We consider two possible sources of errors, or noise. The first is an additive white Gaussian noise, modeling external disturbances. The second noise source captures the variability of the channel cutoff frequency around its nominal value, representing the effects of temperature, manufacturing conditions, and so forth, on the propagation delay through the interconnect. We assume these two noise sources are uncorrelated. We further assume that an error occurs if the operating frequency exceeds the channel cutoff frequency or the additive noise exceeds half the voltage swing. Although external disturbances are more accurately modeled as burst noise, a white-noise model suffices to prove our concept. Note that the operating-point control policy doesn't rely on any assumption about the noise model, which serves only to generate random bit errors in our experiments.

With these assumptions, we can derive a relation to express the probability of errors on a single line as a function of the voltage swing and the transmission frequency. At a given voltage, for transmission frequencies below the channel cutoff frequency, the probability of error is not 0 but extremely small. Conversely, for very high transmission frequencies, the same probability is practically 1.

The bit-error probability doesn't express a bit-flipping probability. Because we model the charging and discharging of interconnect bit lines—including timing errors such as those induced by crosstalk—the bit-error probability models approximately the probability that a line is sampled before having time to change to its new state (see Figure 4). That is, we can assume that if the operating frequency is too high, the word read on the interconnect is simply the previous one, because there wasn't enough time for the lines to transition to their final state. This has important consequences for our choice of encoding.

#### Delay-insensitive encoding

Simple spatial encoding (such as adding parity bits to the data word) is insufficient. Such encoding would effectively detect, for instance, that because of crosstalk a single bit hasn't yet transitioned. Yet, if our clock is so fast that the entire previous word is still present on the interconnect (for example, when the sampling process is like (2) in Figure 4), a pure spatial encoding would see the result as correct and would not detect that the new word is simply not ready. Instead of more-classical delayinsensitive encodings, such as 1-of-Nschemes, we use the simpler scheme shown in Figure 5. Our error detection scheme works by generating one additional bit, alternatively a 0 and a 1, that is not transmitted but is produced independently at the source and destination, and by computing and transmitting an 8bit cycle redundancy check code (CRC-8) using the generator polynomial  $x^8 + x^2$ +x+1 on the data word (for example, 32) bits) padded with the generated bit.<sup>13</sup> This bit ensures that no two successive identical data words can have the same encoding; hence, two successive 40-bit encoded words on the channel can be identical only if an error occurs. We have verified that for independent uniformly distributed input data, the redundant bit lines have the same switching activity as nonencoded data lines, transitioning an average of once every two cycles (half the switching rate of a clock).
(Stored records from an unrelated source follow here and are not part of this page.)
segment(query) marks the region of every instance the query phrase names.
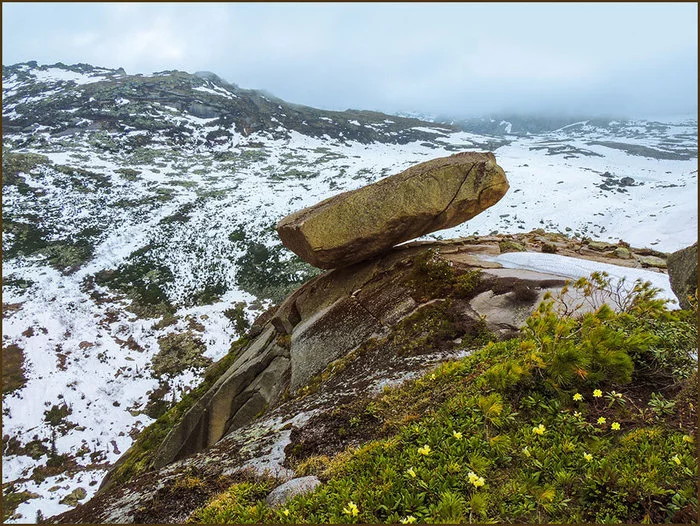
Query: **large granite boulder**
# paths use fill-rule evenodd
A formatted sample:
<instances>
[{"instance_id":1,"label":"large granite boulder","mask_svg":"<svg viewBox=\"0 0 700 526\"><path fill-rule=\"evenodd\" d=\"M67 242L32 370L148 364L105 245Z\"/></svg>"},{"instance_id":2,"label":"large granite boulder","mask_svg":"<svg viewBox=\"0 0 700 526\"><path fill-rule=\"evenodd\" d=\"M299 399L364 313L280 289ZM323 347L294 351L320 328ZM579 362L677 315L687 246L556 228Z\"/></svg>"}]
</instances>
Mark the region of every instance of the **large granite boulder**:
<instances>
[{"instance_id":1,"label":"large granite boulder","mask_svg":"<svg viewBox=\"0 0 700 526\"><path fill-rule=\"evenodd\" d=\"M277 233L307 263L339 268L463 223L507 190L492 153L459 153L290 214L277 224Z\"/></svg>"},{"instance_id":2,"label":"large granite boulder","mask_svg":"<svg viewBox=\"0 0 700 526\"><path fill-rule=\"evenodd\" d=\"M668 256L668 277L680 306L690 308L688 296L698 288L698 244L683 248Z\"/></svg>"}]
</instances>

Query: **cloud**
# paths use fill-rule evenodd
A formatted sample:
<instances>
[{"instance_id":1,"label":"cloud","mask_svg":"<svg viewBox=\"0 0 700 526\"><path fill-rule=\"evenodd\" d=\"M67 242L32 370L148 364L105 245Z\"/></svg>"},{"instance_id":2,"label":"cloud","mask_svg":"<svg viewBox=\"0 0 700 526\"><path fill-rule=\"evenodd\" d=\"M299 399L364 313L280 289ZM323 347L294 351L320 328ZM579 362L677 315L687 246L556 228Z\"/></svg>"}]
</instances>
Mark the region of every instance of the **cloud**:
<instances>
[{"instance_id":1,"label":"cloud","mask_svg":"<svg viewBox=\"0 0 700 526\"><path fill-rule=\"evenodd\" d=\"M328 109L697 108L695 4L4 4L5 63L210 70Z\"/></svg>"}]
</instances>

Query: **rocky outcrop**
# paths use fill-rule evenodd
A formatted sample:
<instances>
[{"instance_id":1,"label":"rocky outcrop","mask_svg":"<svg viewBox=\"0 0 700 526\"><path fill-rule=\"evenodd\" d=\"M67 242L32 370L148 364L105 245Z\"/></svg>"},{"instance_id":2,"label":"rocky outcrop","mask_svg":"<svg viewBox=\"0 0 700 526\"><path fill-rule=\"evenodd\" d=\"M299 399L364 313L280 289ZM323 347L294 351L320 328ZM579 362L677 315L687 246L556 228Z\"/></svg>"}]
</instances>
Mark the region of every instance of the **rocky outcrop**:
<instances>
[{"instance_id":1,"label":"rocky outcrop","mask_svg":"<svg viewBox=\"0 0 700 526\"><path fill-rule=\"evenodd\" d=\"M185 414L155 453L161 467L216 443L279 400L286 387L289 349L271 325Z\"/></svg>"},{"instance_id":2,"label":"rocky outcrop","mask_svg":"<svg viewBox=\"0 0 700 526\"><path fill-rule=\"evenodd\" d=\"M694 295L698 288L698 244L670 254L667 264L671 289L680 306L689 309L688 296Z\"/></svg>"},{"instance_id":3,"label":"rocky outcrop","mask_svg":"<svg viewBox=\"0 0 700 526\"><path fill-rule=\"evenodd\" d=\"M485 338L512 336L547 292L564 285L562 276L490 261L501 257L504 240L530 252L547 242L561 255L640 266L535 231L414 242L326 272L261 318L233 365L153 450L149 471L105 487L56 521L184 522L223 491L221 477L245 480L254 469L280 485L306 474L294 471L299 451L332 456L371 439L371 421L352 426L343 407L464 356ZM197 500L174 506L178 481L192 474L203 481Z\"/></svg>"},{"instance_id":4,"label":"rocky outcrop","mask_svg":"<svg viewBox=\"0 0 700 526\"><path fill-rule=\"evenodd\" d=\"M277 232L307 263L344 267L463 223L507 190L505 173L492 153L460 153L295 212L277 224Z\"/></svg>"},{"instance_id":5,"label":"rocky outcrop","mask_svg":"<svg viewBox=\"0 0 700 526\"><path fill-rule=\"evenodd\" d=\"M493 322L486 322L488 330L510 335L546 290L564 283L525 271L503 270L501 276L489 268L498 265L470 255L496 255L497 244L479 247L466 242L404 245L375 260L317 276L289 296L272 316L268 314L262 327L255 328L256 336L233 365L168 432L153 453L152 467L166 466L211 447L278 405L285 393L294 396L307 387L331 362L343 359L371 338L386 336L426 305L444 301L443 291L425 296L420 283L425 276L416 267L416 258L431 249L442 249L441 260L456 275L475 268L483 271L483 279L454 305L455 315L465 327L476 325L487 315L493 318ZM509 294L516 282L522 282L532 294ZM496 299L491 291L494 283L501 283ZM128 453L120 465L126 457ZM108 476L103 488L109 484Z\"/></svg>"}]
</instances>

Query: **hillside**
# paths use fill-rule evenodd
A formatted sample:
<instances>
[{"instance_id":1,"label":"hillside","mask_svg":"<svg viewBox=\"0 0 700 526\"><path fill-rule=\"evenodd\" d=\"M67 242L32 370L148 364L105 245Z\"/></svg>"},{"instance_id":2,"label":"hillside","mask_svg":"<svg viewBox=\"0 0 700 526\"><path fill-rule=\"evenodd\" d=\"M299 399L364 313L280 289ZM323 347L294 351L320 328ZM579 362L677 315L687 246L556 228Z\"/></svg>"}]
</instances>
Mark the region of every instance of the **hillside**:
<instances>
[{"instance_id":1,"label":"hillside","mask_svg":"<svg viewBox=\"0 0 700 526\"><path fill-rule=\"evenodd\" d=\"M92 496L318 274L274 233L293 210L491 150L509 194L431 239L544 228L623 239L646 249L618 261L637 267L697 240L697 119L488 122L322 111L211 73L3 66L3 492L27 497L13 520Z\"/></svg>"},{"instance_id":2,"label":"hillside","mask_svg":"<svg viewBox=\"0 0 700 526\"><path fill-rule=\"evenodd\" d=\"M308 282L57 521L696 519L696 313L561 236L505 243L411 243ZM566 292L514 256L612 274Z\"/></svg>"}]
</instances>

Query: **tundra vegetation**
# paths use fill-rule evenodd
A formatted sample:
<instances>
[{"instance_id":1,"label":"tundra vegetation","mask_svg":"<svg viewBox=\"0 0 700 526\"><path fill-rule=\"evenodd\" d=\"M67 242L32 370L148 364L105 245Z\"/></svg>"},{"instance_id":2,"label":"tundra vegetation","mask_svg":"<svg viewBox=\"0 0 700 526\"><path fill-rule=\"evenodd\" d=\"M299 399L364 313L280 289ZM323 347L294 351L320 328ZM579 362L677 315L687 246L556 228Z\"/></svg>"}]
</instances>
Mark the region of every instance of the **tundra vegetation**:
<instances>
[{"instance_id":1,"label":"tundra vegetation","mask_svg":"<svg viewBox=\"0 0 700 526\"><path fill-rule=\"evenodd\" d=\"M295 458L315 491L272 508L261 476L190 522L695 522L697 303L600 274L570 287L592 310L548 297L516 338L360 404L394 432Z\"/></svg>"}]
</instances>

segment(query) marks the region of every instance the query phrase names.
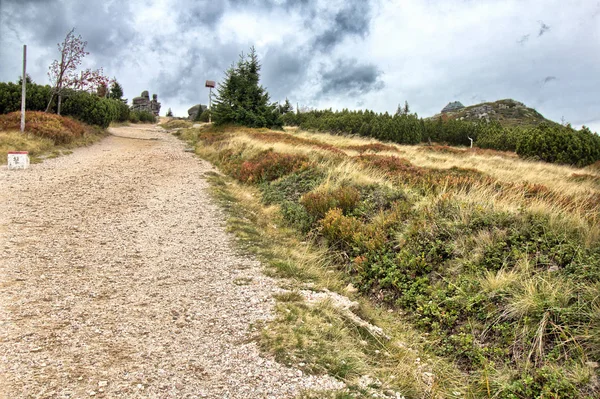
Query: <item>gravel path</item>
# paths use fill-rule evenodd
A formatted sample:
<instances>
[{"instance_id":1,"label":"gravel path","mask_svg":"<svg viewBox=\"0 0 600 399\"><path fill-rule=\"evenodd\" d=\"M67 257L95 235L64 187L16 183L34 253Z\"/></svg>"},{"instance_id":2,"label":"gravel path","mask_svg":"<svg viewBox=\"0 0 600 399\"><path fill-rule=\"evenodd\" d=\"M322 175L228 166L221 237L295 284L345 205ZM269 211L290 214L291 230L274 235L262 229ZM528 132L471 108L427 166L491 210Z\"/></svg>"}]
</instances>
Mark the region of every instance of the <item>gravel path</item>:
<instances>
[{"instance_id":1,"label":"gravel path","mask_svg":"<svg viewBox=\"0 0 600 399\"><path fill-rule=\"evenodd\" d=\"M0 397L286 398L339 383L259 355L273 280L240 256L212 166L155 126L0 169Z\"/></svg>"}]
</instances>

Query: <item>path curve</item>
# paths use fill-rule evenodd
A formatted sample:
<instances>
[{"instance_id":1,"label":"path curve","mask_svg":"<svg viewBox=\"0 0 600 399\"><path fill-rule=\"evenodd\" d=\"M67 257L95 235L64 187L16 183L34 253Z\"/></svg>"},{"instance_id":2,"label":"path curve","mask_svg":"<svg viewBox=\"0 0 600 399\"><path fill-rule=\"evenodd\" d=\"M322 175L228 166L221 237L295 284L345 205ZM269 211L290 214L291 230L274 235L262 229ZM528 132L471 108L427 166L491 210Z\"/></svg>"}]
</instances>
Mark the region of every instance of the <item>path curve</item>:
<instances>
[{"instance_id":1,"label":"path curve","mask_svg":"<svg viewBox=\"0 0 600 399\"><path fill-rule=\"evenodd\" d=\"M124 137L0 169L0 397L286 398L339 387L248 339L277 286L234 249L203 179L212 166L157 126L111 133Z\"/></svg>"}]
</instances>

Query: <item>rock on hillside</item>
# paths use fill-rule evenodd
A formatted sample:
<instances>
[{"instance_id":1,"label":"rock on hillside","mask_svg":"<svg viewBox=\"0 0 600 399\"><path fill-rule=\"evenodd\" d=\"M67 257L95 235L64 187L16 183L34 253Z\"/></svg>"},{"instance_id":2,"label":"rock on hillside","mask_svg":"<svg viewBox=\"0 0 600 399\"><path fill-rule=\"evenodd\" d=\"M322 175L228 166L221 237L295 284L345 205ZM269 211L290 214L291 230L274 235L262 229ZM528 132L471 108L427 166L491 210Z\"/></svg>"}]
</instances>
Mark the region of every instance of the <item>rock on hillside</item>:
<instances>
[{"instance_id":1,"label":"rock on hillside","mask_svg":"<svg viewBox=\"0 0 600 399\"><path fill-rule=\"evenodd\" d=\"M456 102L458 103L458 102ZM542 122L555 123L546 118L533 108L512 99L498 100L481 104L470 105L468 107L451 107L450 103L439 114L431 119L458 119L467 121L498 121L504 126L532 126ZM462 105L462 104L461 104Z\"/></svg>"},{"instance_id":2,"label":"rock on hillside","mask_svg":"<svg viewBox=\"0 0 600 399\"><path fill-rule=\"evenodd\" d=\"M208 107L202 104L196 104L192 108L188 109L188 119L191 121L195 121L198 114L207 110Z\"/></svg>"}]
</instances>

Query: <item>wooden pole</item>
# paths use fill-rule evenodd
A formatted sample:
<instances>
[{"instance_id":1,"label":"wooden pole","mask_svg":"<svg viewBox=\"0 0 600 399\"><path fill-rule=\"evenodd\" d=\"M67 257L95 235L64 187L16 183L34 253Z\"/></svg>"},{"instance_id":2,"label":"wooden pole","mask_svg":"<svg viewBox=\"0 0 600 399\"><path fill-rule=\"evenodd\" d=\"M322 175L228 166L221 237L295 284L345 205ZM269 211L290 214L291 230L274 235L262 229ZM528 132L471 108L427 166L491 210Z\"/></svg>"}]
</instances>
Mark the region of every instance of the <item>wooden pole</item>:
<instances>
[{"instance_id":1,"label":"wooden pole","mask_svg":"<svg viewBox=\"0 0 600 399\"><path fill-rule=\"evenodd\" d=\"M21 84L21 133L25 131L25 92L27 90L27 45L23 45L23 78Z\"/></svg>"},{"instance_id":2,"label":"wooden pole","mask_svg":"<svg viewBox=\"0 0 600 399\"><path fill-rule=\"evenodd\" d=\"M208 88L208 123L212 123L212 87Z\"/></svg>"}]
</instances>

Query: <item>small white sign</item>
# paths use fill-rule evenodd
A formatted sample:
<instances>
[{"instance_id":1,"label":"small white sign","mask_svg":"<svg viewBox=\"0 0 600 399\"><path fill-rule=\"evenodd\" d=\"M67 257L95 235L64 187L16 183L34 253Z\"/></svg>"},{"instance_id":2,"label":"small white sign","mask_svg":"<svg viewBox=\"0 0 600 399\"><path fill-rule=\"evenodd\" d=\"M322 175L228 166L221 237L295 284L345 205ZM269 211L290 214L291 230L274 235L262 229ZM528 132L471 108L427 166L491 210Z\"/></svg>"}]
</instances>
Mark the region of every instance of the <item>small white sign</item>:
<instances>
[{"instance_id":1,"label":"small white sign","mask_svg":"<svg viewBox=\"0 0 600 399\"><path fill-rule=\"evenodd\" d=\"M27 151L12 151L8 153L8 169L27 169L29 153Z\"/></svg>"}]
</instances>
This scheme combines a flipping bit and a CRC-8. However, analytically assessing the scheme's robustness is beyond the scope of this article.<sup>15</sup> We performed simulations in VHDL with a functional model of the channel that

approximates the analytical bit-error-rate model. We transferred  $0.32 \times 10^9$  random bits and observed no residual undetected error for raw bit-error rates up to  $10^{-3}$ . Figure 6 shows the residual bit errors as a function of high raw bit-error rates.

Although by no means specific to this encoding, it's worth noting that as the bit-error rate approaches 1, the absolute number of undetected errors increases dramatically. This is of no con-



Figure 4. A qualitative view of the error sources in a self-calibrated interconnect operating under delay/voltage conditions that are too aggressive: correct operation after a sufficient delay (1); bit errors resulting from the sampling after a largely insufficient delay (2); and risk of metastability in the receiver for sampling times that are slightly too aggressive (3). (The figure is simplistic because a new symbol would normally be emitted at the same time the line is sampled.) The two horizontal lines represent the receiver thresholds. U indicates an undefined received value because the sampled value is between the two thresholds.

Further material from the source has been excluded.